In vitro release studies were carried out using tablets dissolution test Apparatus 11(Basket Method). The dissolution medium consisted of 0.1 N hydrochloric acid (pH 1.2) for first 2 hrs and phosphate buffer (pH 6.8) for subsequent 10 hrs. A quantity of 900 ml of the dissolution fluid was maintained at 37 ± 1° with a stirring speed of 100 ± 2 rpm used for the study. Aliquots of 5 ml were withdrawn at predetermined time intervals and an equivalent amount of fresh buffer maintained in the same temperature was replaced. Then absorbance was measured at about 262 nm with UV Spectrophotometer. The data presented were the mean of three determinations.

Swelling Behavior of CRMTs

The extent of swelling was measured in terms of percent weight gain by the tablet. The swelling behavior of formulation F2, F3, and F5, was studied. One tablet from each formulation was kept in petridish containing phosphate buffer (pH 6.8). At the end of 1hr tablet was withdrawn, soaked with tissue paper and weighed. The process is continued for 12hr. Percent weight gain by the tablets was calculated using formula.
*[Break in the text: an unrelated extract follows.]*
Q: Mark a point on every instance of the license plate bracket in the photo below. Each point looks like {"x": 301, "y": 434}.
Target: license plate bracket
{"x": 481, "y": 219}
S.I. = {(M _t – M ₀) / M ₀} x 100

Where S.I. = swelling index, M _t  = weight of tablet at time ‘t’ and M ₀ = weight of tablet at time t = 0.

Stability Studies

Stability studies was carried out to observe the effects of temperature and relative humidity (RH) on selected formulations F2, F3, and F5 by keeping them at room temperature ( 29⁰, RH 60 ± 2 %), and at 45⁰, RH 70 ± 1% in air tight high density polyethylene bottles for three months. The tablets were observed after every alternate week for changes in their physical characteristics

Results and Discussion

The present investigation was undertaken to formulate and evaluate the CRMTs of NA. All the tablet formulations were subject to various evaluation parameters and the results this obtained were found to be within the range (table 2). The weight variation test indicates that all the tablets were uniform with low standard deviation values. The hardness of all the tablets was in the range of 5.1 ± 0.2 to 5.3 ± 0.2 kg/cm². The loss in total weight in friability test was in the range of 0.22 to 0.27 %. The percentage drug content for different formulations was varied from 99.68 ± 0.6 to 101.23 ± 0.9 % as shown in (table 2).

Table 2: Evaluation of CRMTs.

*Mean ± SD, n =3(All values are the average of three Determination)
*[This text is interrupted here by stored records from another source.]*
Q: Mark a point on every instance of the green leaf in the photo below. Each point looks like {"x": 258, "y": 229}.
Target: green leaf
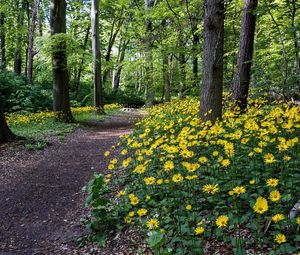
{"x": 155, "y": 239}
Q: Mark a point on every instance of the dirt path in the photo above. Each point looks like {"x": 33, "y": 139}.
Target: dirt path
{"x": 41, "y": 196}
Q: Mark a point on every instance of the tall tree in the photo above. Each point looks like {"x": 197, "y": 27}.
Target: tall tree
{"x": 61, "y": 101}
{"x": 5, "y": 134}
{"x": 212, "y": 77}
{"x": 148, "y": 43}
{"x": 31, "y": 39}
{"x": 2, "y": 43}
{"x": 97, "y": 73}
{"x": 18, "y": 51}
{"x": 242, "y": 81}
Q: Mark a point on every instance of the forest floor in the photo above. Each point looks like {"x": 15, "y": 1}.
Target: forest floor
{"x": 41, "y": 197}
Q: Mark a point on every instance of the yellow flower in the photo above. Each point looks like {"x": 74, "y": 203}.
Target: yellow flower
{"x": 131, "y": 213}
{"x": 127, "y": 220}
{"x": 188, "y": 207}
{"x": 111, "y": 167}
{"x": 261, "y": 205}
{"x": 169, "y": 165}
{"x": 239, "y": 190}
{"x": 225, "y": 162}
{"x": 177, "y": 178}
{"x": 275, "y": 195}
{"x": 142, "y": 212}
{"x": 272, "y": 182}
{"x": 269, "y": 158}
{"x": 139, "y": 169}
{"x": 134, "y": 201}
{"x": 202, "y": 160}
{"x": 160, "y": 181}
{"x": 152, "y": 223}
{"x": 231, "y": 193}
{"x": 280, "y": 238}
{"x": 199, "y": 230}
{"x": 222, "y": 221}
{"x": 121, "y": 193}
{"x": 278, "y": 217}
{"x": 215, "y": 153}
{"x": 210, "y": 188}
{"x": 149, "y": 180}
{"x": 124, "y": 152}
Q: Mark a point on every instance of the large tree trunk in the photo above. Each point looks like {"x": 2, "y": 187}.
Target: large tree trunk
{"x": 149, "y": 86}
{"x": 78, "y": 78}
{"x": 31, "y": 40}
{"x": 212, "y": 79}
{"x": 242, "y": 81}
{"x": 18, "y": 51}
{"x": 195, "y": 57}
{"x": 2, "y": 43}
{"x": 117, "y": 76}
{"x": 61, "y": 101}
{"x": 166, "y": 77}
{"x": 97, "y": 78}
{"x": 5, "y": 134}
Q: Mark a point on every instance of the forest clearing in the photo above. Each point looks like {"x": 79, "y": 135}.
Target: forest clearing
{"x": 149, "y": 127}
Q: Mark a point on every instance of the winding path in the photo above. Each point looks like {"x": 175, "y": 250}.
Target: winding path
{"x": 41, "y": 198}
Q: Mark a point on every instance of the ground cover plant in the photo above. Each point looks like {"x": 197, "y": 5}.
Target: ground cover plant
{"x": 38, "y": 127}
{"x": 194, "y": 187}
The in vitro release was performed for 2 hrs in acidic buffer (pH 1.2) and followed by 10 hrs in phosphate buffer (pH 6.8). Drug release from the tablets containing xanthan gum F4 was found to be slightly faster in acidic media due to more rapid initial surface erosion than at higher pH compared to release from XGL and guar gum formulations.  From the Fig-2 it is observed that all the formulations F1, F2, F3, F4 and F5 showed controlled but complete drug release in phosphate buffer (pH 6.8).

Figure 2: – Dissolution profile of selected Formulations.   Click here to View figure

The swelling index was calculated with respect to time as given in Fig-3. As time increases, the swelling index also increased, because weight gain by tablets was increased proportionally with rate of hydration up to 3 to 4 hrs. Later on it decreases gradually due to dissolution of outermost-gelled layer of tablets into dissolution medium. The direct relationship was observed between swelling index and gum concentration. A gum concentration increases, swelling index also increased. It has observed that the cumulative percent drug release decreases with increase in concentration of gum and swelling index. The reason attributed to this fact is slow erosion of the gelled layer from the tablets containing higher amount of gum. Among all the formulations the swelling index of F3 was significantly more compared to F2 and F5 formulations. Graph was almost linear which suggests that the drug release was more by diffusion and less by erosion. Inverse relationship was noted between amount of gum and release rate of NA. Increase in the amount of gum in the formulation from 50%w/w to 150%w/w, resulted in slower rate, and decreased the amount of NA released from the tablets. Comparison between XGL, xanthan gum and guargum based formulation shows release of drug from formulation F3 was more slow when compared to formulation F2 and F5. This slow release is because of the formation of more thick gel like structure around the matrix, that controls the release of NA from matrix tablets. It can be concluded that, apart from guar gum, and xanthan gum the XGL can be successfully used as an effective matrix material to retard the release of NA for extended period of time.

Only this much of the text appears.